Google Cloud Professional Cloud Security Engineer — Question 154

Your organization wants full control of the keys used to encrypt data at rest in their Google Cloud environments. Keys must be generated and stored outside of Google and integrate with many Google Services including BigQuery.

What should you do?

Answer options

• A. Use customer-supplied encryption keys (CSEK) with keys generated on trusted external systems.
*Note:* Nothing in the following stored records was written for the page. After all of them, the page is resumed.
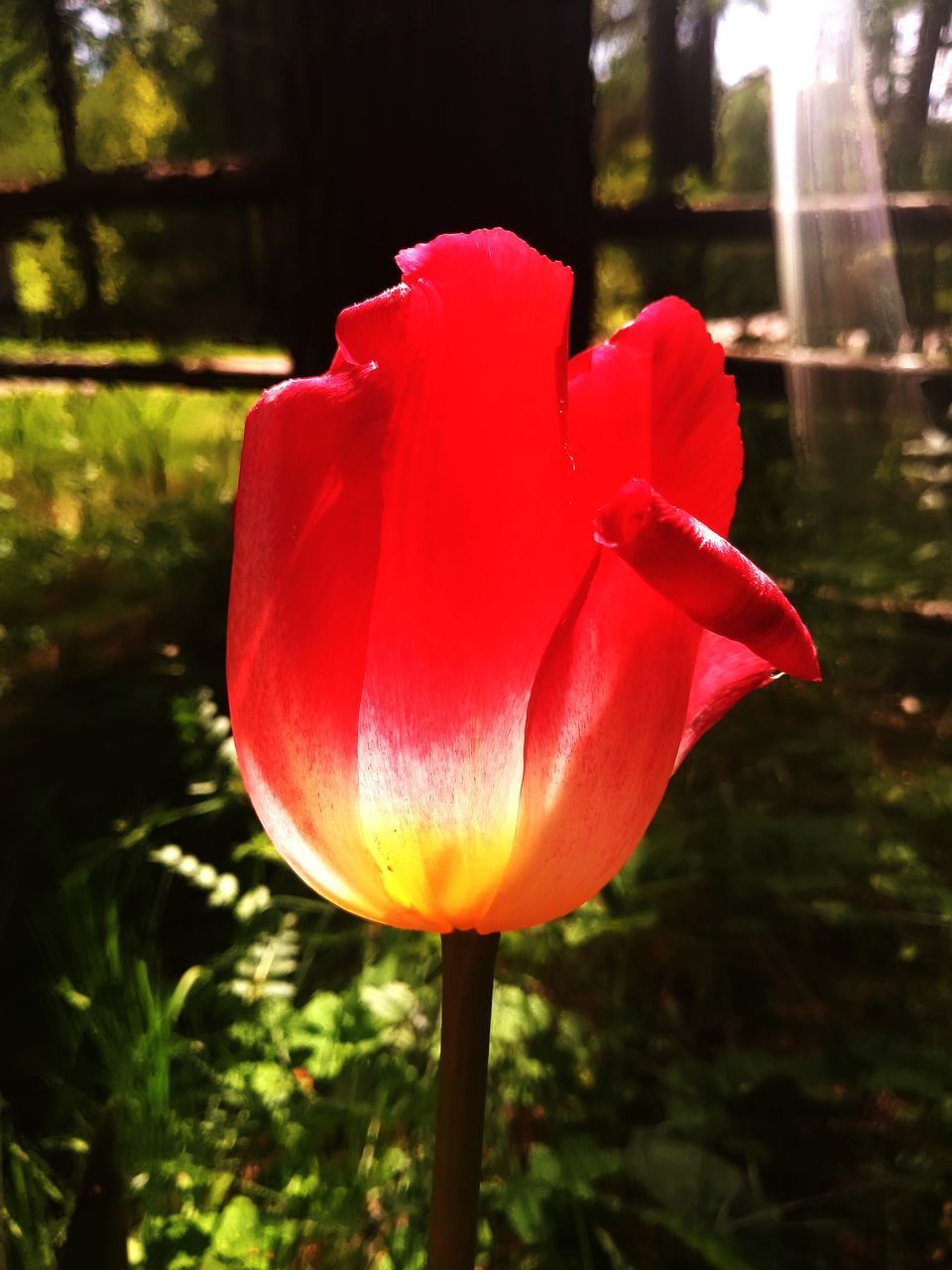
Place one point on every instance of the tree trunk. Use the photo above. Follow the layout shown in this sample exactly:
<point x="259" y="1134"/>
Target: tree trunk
<point x="665" y="117"/>
<point x="697" y="87"/>
<point x="912" y="108"/>
<point x="413" y="119"/>
<point x="62" y="98"/>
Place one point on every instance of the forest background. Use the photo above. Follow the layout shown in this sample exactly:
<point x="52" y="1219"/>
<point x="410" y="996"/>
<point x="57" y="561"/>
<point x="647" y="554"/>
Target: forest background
<point x="738" y="1056"/>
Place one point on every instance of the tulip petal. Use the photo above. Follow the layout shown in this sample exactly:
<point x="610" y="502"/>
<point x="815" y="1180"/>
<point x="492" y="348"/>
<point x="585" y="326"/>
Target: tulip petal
<point x="706" y="576"/>
<point x="611" y="697"/>
<point x="603" y="729"/>
<point x="654" y="402"/>
<point x="724" y="672"/>
<point x="475" y="568"/>
<point x="306" y="545"/>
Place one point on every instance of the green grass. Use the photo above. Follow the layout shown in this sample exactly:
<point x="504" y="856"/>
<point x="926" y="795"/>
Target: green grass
<point x="737" y="1057"/>
<point x="140" y="350"/>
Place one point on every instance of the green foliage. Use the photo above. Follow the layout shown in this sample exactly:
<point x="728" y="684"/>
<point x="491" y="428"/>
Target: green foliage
<point x="126" y="117"/>
<point x="30" y="146"/>
<point x="744" y="137"/>
<point x="735" y="1057"/>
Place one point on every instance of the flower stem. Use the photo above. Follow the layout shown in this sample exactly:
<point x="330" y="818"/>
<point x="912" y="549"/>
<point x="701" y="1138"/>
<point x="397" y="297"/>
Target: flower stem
<point x="467" y="1003"/>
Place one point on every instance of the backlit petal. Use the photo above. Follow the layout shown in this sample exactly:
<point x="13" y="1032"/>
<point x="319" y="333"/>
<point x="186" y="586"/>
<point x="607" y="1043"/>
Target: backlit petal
<point x="604" y="724"/>
<point x="474" y="568"/>
<point x="706" y="576"/>
<point x="724" y="672"/>
<point x="306" y="545"/>
<point x="654" y="402"/>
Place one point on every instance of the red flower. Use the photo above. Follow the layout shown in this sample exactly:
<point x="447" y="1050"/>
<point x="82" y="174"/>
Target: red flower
<point x="454" y="705"/>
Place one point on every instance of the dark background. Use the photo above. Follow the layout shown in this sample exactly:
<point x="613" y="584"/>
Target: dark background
<point x="738" y="1056"/>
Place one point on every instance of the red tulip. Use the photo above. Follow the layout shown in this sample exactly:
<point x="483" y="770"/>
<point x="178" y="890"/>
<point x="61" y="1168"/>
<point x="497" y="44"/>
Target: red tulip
<point x="481" y="602"/>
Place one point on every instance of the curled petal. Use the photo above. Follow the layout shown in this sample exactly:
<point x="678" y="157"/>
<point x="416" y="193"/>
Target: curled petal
<point x="654" y="400"/>
<point x="724" y="672"/>
<point x="706" y="576"/>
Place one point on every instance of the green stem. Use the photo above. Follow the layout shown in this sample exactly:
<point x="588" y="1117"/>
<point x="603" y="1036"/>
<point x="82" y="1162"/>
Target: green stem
<point x="467" y="1003"/>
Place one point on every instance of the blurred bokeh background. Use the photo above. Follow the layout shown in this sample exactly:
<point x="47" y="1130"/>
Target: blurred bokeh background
<point x="739" y="1055"/>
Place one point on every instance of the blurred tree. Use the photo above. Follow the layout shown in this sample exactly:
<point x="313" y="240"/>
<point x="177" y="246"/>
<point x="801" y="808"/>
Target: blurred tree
<point x="62" y="98"/>
<point x="126" y="117"/>
<point x="744" y="137"/>
<point x="910" y="112"/>
<point x="426" y="118"/>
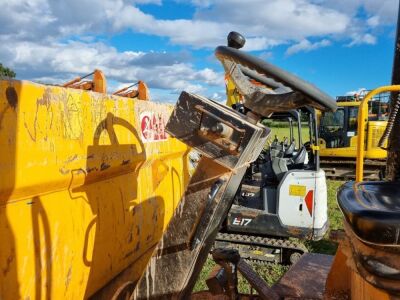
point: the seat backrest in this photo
(300, 157)
(279, 166)
(289, 151)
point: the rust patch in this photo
(104, 166)
(8, 265)
(12, 97)
(88, 170)
(64, 171)
(68, 278)
(125, 162)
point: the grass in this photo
(272, 274)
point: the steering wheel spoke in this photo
(282, 91)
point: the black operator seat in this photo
(289, 151)
(299, 159)
(372, 209)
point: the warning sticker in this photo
(153, 127)
(297, 190)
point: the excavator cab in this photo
(338, 133)
(229, 141)
(283, 193)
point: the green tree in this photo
(6, 72)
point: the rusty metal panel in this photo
(185, 244)
(88, 184)
(306, 279)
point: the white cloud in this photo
(359, 39)
(358, 92)
(306, 46)
(58, 62)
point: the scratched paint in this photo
(81, 195)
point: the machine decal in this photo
(310, 201)
(297, 190)
(248, 194)
(153, 127)
(241, 221)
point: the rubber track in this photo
(265, 242)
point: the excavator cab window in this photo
(332, 128)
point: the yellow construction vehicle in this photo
(96, 200)
(338, 137)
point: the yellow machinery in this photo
(96, 200)
(89, 181)
(338, 133)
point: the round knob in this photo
(236, 40)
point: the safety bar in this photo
(362, 119)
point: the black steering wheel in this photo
(286, 91)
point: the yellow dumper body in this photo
(88, 183)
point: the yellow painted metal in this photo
(232, 94)
(349, 103)
(297, 190)
(372, 151)
(362, 120)
(83, 192)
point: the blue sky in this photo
(338, 45)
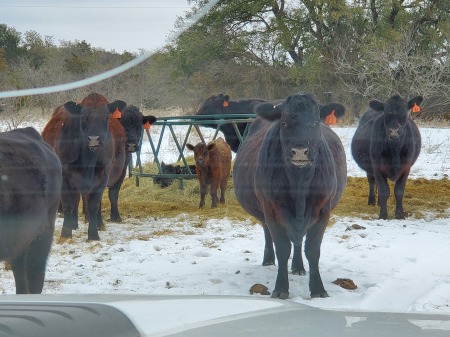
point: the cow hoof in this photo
(66, 233)
(322, 294)
(400, 216)
(281, 294)
(268, 263)
(298, 272)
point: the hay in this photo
(422, 197)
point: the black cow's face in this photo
(214, 105)
(300, 129)
(93, 113)
(132, 121)
(395, 114)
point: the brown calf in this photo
(212, 165)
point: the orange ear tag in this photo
(331, 118)
(117, 114)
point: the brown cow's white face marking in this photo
(94, 142)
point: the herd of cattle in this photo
(289, 173)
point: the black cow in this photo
(132, 122)
(222, 105)
(30, 184)
(289, 173)
(386, 145)
(86, 149)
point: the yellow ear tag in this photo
(117, 114)
(415, 108)
(331, 118)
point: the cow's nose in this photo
(131, 147)
(93, 142)
(299, 153)
(394, 132)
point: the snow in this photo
(397, 265)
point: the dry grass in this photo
(422, 197)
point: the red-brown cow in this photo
(81, 136)
(212, 165)
(125, 130)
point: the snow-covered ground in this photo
(396, 265)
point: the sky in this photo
(397, 265)
(116, 25)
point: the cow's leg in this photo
(213, 191)
(283, 250)
(18, 268)
(113, 194)
(223, 188)
(399, 191)
(383, 195)
(371, 181)
(100, 224)
(36, 261)
(297, 261)
(70, 201)
(203, 191)
(312, 251)
(269, 253)
(94, 201)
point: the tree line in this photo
(348, 51)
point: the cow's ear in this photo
(415, 101)
(118, 104)
(150, 119)
(268, 111)
(376, 105)
(73, 108)
(333, 108)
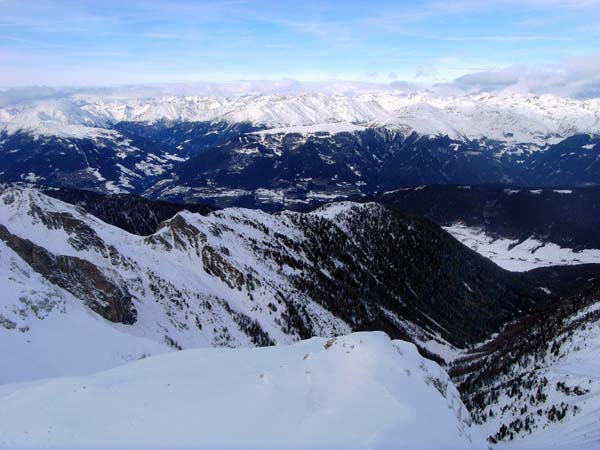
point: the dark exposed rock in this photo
(77, 276)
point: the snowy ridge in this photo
(361, 391)
(230, 278)
(511, 118)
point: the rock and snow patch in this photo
(362, 391)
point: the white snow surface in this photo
(361, 391)
(43, 327)
(507, 117)
(519, 257)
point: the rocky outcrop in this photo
(79, 277)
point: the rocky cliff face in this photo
(240, 277)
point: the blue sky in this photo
(111, 42)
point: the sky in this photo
(543, 45)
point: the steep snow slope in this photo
(240, 278)
(504, 117)
(361, 391)
(45, 331)
(511, 254)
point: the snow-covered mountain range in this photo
(236, 278)
(278, 152)
(513, 118)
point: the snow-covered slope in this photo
(362, 391)
(521, 256)
(511, 118)
(234, 278)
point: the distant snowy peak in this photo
(513, 118)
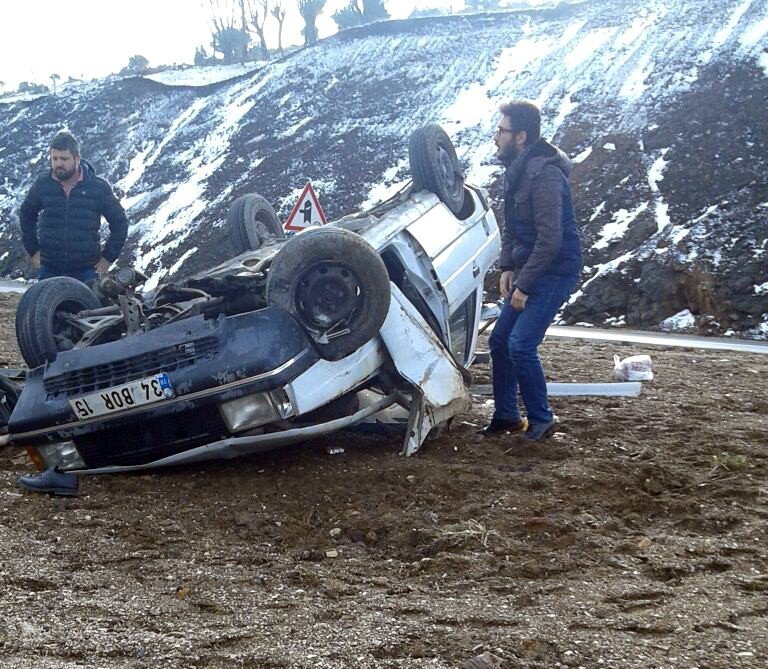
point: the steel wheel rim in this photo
(326, 294)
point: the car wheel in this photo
(42, 330)
(435, 166)
(252, 221)
(335, 284)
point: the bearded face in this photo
(64, 164)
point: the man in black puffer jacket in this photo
(61, 216)
(540, 267)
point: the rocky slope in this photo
(661, 105)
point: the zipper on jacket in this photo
(66, 224)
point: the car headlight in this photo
(254, 410)
(63, 455)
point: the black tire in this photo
(40, 330)
(435, 166)
(252, 221)
(331, 279)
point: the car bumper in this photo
(207, 362)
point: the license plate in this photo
(127, 396)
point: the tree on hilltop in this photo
(226, 38)
(278, 11)
(258, 11)
(356, 15)
(310, 10)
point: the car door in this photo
(460, 251)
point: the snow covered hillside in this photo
(660, 103)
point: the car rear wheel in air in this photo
(335, 284)
(252, 221)
(43, 327)
(435, 166)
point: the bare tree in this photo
(310, 10)
(226, 38)
(278, 11)
(259, 10)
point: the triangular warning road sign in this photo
(306, 213)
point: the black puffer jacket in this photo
(67, 232)
(540, 235)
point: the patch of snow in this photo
(597, 212)
(618, 226)
(762, 61)
(655, 175)
(295, 128)
(586, 153)
(722, 35)
(600, 269)
(760, 331)
(683, 320)
(710, 210)
(678, 233)
(387, 187)
(203, 76)
(635, 85)
(590, 43)
(635, 31)
(755, 33)
(616, 321)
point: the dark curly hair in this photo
(66, 141)
(523, 115)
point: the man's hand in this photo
(102, 266)
(519, 298)
(505, 284)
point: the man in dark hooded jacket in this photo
(60, 224)
(61, 216)
(540, 262)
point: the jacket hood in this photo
(543, 153)
(88, 171)
(531, 161)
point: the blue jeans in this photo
(514, 346)
(83, 275)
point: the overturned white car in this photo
(291, 339)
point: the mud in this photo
(635, 538)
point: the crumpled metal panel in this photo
(421, 359)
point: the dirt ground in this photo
(635, 538)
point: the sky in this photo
(93, 38)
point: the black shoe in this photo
(539, 431)
(502, 426)
(51, 481)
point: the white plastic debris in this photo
(633, 368)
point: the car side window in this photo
(460, 328)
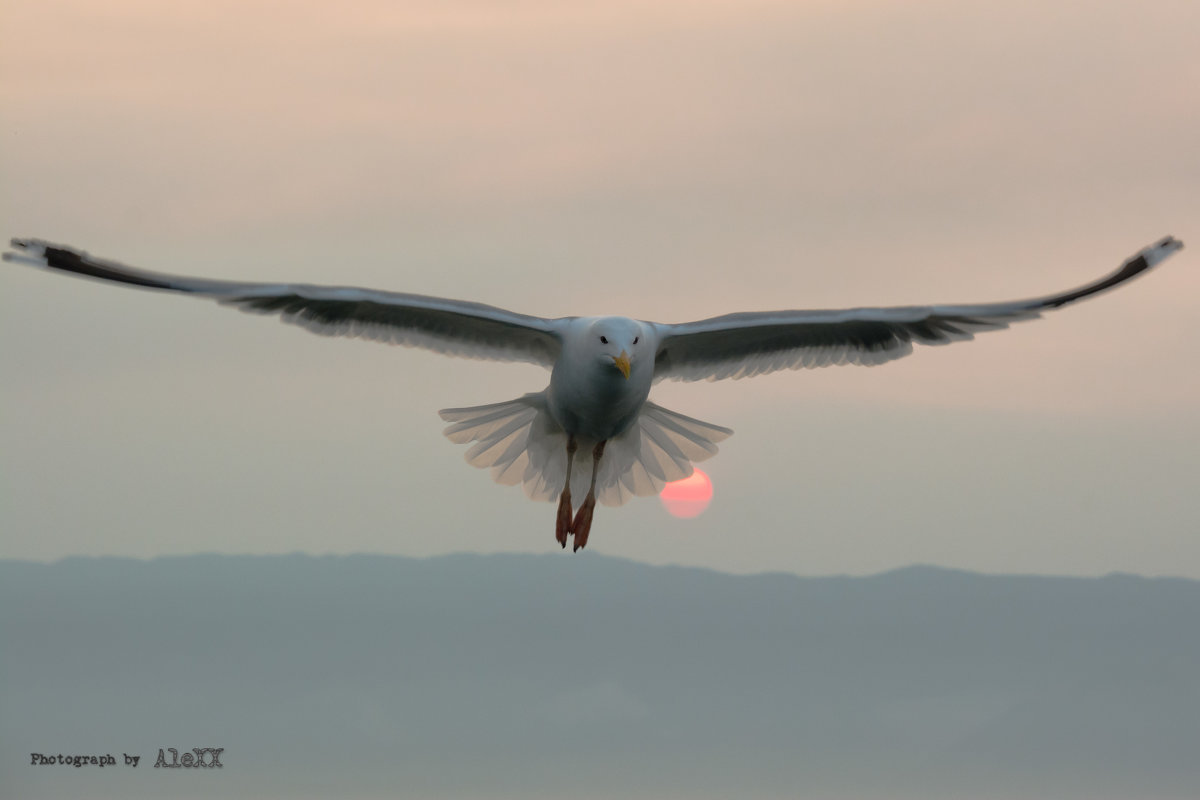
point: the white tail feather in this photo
(521, 443)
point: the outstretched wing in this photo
(739, 346)
(450, 326)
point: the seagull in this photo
(601, 368)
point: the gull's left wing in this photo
(450, 326)
(739, 346)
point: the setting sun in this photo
(688, 498)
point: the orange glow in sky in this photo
(688, 498)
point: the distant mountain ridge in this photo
(535, 675)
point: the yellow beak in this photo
(622, 362)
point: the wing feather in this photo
(449, 326)
(741, 346)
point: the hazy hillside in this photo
(516, 675)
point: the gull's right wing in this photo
(449, 326)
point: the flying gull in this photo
(601, 367)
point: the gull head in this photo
(616, 342)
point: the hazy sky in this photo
(661, 160)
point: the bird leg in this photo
(563, 523)
(582, 523)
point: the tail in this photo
(521, 443)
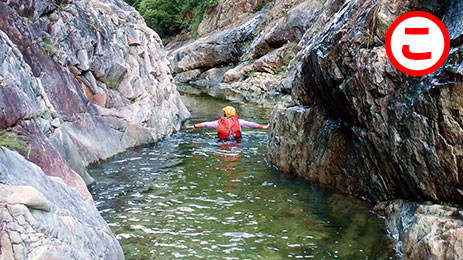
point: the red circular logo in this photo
(417, 43)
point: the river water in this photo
(192, 197)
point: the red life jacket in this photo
(229, 127)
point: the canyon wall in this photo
(243, 50)
(80, 81)
(356, 123)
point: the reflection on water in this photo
(193, 197)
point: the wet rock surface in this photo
(80, 81)
(425, 231)
(401, 133)
(250, 48)
(44, 218)
(357, 124)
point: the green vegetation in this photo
(13, 140)
(170, 17)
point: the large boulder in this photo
(82, 81)
(255, 43)
(42, 217)
(424, 231)
(401, 134)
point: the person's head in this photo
(229, 111)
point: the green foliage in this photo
(170, 17)
(13, 140)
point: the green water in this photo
(192, 197)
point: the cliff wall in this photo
(79, 82)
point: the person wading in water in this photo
(229, 126)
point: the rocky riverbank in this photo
(80, 81)
(357, 124)
(243, 50)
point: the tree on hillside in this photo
(169, 17)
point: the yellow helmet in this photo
(229, 111)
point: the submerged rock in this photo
(400, 134)
(357, 124)
(425, 231)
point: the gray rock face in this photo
(250, 50)
(80, 81)
(41, 217)
(357, 124)
(425, 231)
(79, 75)
(400, 135)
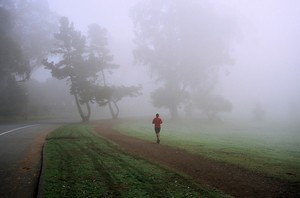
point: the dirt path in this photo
(233, 180)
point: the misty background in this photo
(260, 77)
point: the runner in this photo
(157, 121)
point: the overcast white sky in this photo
(267, 58)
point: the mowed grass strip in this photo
(271, 148)
(78, 163)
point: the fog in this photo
(264, 51)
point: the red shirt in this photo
(157, 122)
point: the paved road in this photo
(20, 157)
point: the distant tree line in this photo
(83, 62)
(29, 32)
(184, 44)
(24, 40)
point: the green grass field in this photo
(78, 163)
(272, 149)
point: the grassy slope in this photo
(269, 149)
(81, 164)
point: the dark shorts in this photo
(157, 130)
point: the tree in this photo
(84, 63)
(24, 35)
(69, 49)
(13, 68)
(184, 43)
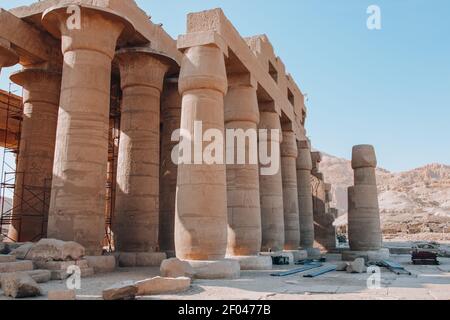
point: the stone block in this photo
(253, 262)
(357, 266)
(159, 285)
(211, 270)
(20, 285)
(121, 291)
(175, 268)
(17, 266)
(7, 258)
(21, 253)
(102, 264)
(56, 250)
(62, 295)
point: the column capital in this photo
(203, 67)
(241, 104)
(271, 121)
(40, 85)
(203, 38)
(289, 145)
(141, 66)
(242, 80)
(363, 156)
(99, 29)
(8, 57)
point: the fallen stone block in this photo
(17, 266)
(153, 259)
(63, 275)
(175, 268)
(60, 265)
(121, 291)
(141, 259)
(20, 285)
(102, 264)
(62, 295)
(21, 253)
(56, 250)
(159, 285)
(357, 266)
(7, 258)
(40, 276)
(342, 266)
(4, 248)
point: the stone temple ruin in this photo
(100, 104)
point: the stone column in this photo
(364, 227)
(41, 91)
(81, 156)
(271, 191)
(201, 209)
(171, 118)
(136, 222)
(244, 209)
(8, 57)
(289, 153)
(305, 200)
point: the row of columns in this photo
(219, 210)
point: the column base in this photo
(314, 253)
(216, 270)
(369, 255)
(252, 263)
(140, 259)
(283, 254)
(298, 254)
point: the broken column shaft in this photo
(244, 209)
(201, 209)
(289, 153)
(136, 222)
(41, 91)
(305, 200)
(271, 187)
(364, 227)
(81, 154)
(171, 118)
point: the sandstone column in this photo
(201, 209)
(364, 215)
(8, 57)
(171, 118)
(81, 156)
(305, 200)
(271, 191)
(244, 209)
(41, 91)
(136, 222)
(289, 153)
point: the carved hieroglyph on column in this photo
(289, 153)
(364, 227)
(41, 91)
(305, 200)
(271, 191)
(8, 57)
(79, 173)
(201, 208)
(244, 211)
(137, 211)
(171, 117)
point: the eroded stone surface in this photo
(159, 285)
(20, 285)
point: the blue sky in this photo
(389, 88)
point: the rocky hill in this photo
(412, 203)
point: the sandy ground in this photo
(426, 283)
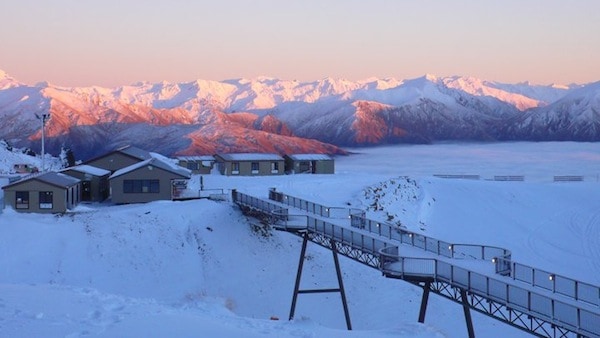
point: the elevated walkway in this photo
(481, 278)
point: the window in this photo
(141, 186)
(46, 199)
(22, 199)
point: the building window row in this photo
(141, 186)
(46, 199)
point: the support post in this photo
(424, 300)
(465, 302)
(341, 284)
(338, 271)
(298, 275)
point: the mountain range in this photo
(271, 115)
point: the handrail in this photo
(573, 317)
(501, 257)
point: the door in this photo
(86, 193)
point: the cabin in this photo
(150, 180)
(309, 164)
(50, 192)
(199, 165)
(119, 158)
(250, 164)
(94, 182)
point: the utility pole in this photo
(45, 117)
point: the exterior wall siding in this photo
(99, 185)
(143, 173)
(59, 198)
(245, 168)
(324, 167)
(318, 167)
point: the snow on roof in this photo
(135, 152)
(157, 162)
(310, 157)
(88, 169)
(250, 157)
(196, 158)
(52, 178)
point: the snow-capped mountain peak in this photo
(269, 114)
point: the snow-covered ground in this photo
(197, 268)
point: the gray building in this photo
(94, 182)
(150, 180)
(119, 158)
(45, 193)
(250, 164)
(199, 165)
(309, 164)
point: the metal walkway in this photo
(481, 278)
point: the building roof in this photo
(135, 152)
(130, 151)
(196, 158)
(88, 169)
(156, 162)
(250, 157)
(52, 178)
(310, 157)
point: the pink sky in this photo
(117, 42)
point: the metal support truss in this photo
(340, 289)
(469, 300)
(519, 319)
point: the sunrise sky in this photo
(117, 42)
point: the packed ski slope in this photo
(197, 268)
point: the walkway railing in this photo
(557, 304)
(570, 316)
(501, 257)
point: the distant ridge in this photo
(270, 115)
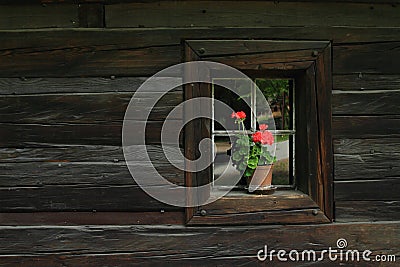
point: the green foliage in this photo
(247, 155)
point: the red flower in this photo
(267, 138)
(263, 127)
(257, 137)
(241, 115)
(238, 115)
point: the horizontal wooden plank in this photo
(219, 48)
(128, 259)
(357, 211)
(27, 86)
(361, 81)
(365, 126)
(64, 154)
(367, 158)
(92, 218)
(87, 108)
(256, 13)
(376, 58)
(83, 173)
(240, 202)
(366, 102)
(85, 166)
(27, 135)
(77, 61)
(78, 198)
(135, 52)
(364, 190)
(268, 217)
(38, 16)
(10, 2)
(196, 242)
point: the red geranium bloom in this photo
(241, 115)
(267, 138)
(257, 137)
(238, 115)
(263, 127)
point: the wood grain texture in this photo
(364, 190)
(291, 216)
(38, 16)
(174, 242)
(29, 86)
(144, 52)
(360, 81)
(366, 102)
(376, 58)
(367, 158)
(79, 198)
(365, 126)
(91, 15)
(92, 218)
(240, 202)
(256, 13)
(28, 135)
(87, 108)
(358, 211)
(82, 165)
(128, 259)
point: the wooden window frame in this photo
(310, 64)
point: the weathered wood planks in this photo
(38, 16)
(172, 242)
(245, 14)
(144, 52)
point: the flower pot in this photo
(261, 178)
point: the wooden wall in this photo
(69, 68)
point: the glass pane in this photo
(277, 92)
(282, 167)
(222, 163)
(233, 100)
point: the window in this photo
(279, 93)
(302, 113)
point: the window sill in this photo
(241, 208)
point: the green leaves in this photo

Provide the raw CSEK as part of the API call.
• B. Create a KMS key that is stored on a Google managed FIPS 140-2 level 3 Hardware Security Module (HSM). Manage the Identity and Access Management (IAM) permissions settings, and set up the key rotation period.
• C. Use Cloud External Key Management (EKM) that integrates with an external Hardware Security Module (HSM) system from supported vendors.
• D. Create a Cloud Key Management Service (KMS) key with imported key material. Wrap the key for protection during import. Import the key generated on a trusted system in Cloud KMS.

Correct answer: C

Explanation

The correct answer is C because Cloud External Key Management (EKM) allows you to manage your encryption keys externally while integrating seamlessly with Google Cloud services. Option A does not provide the required integration with multiple services, option B relies on Google-managed keys which contradicts the need for external control, and option D involves importing keys instead of managing them externally.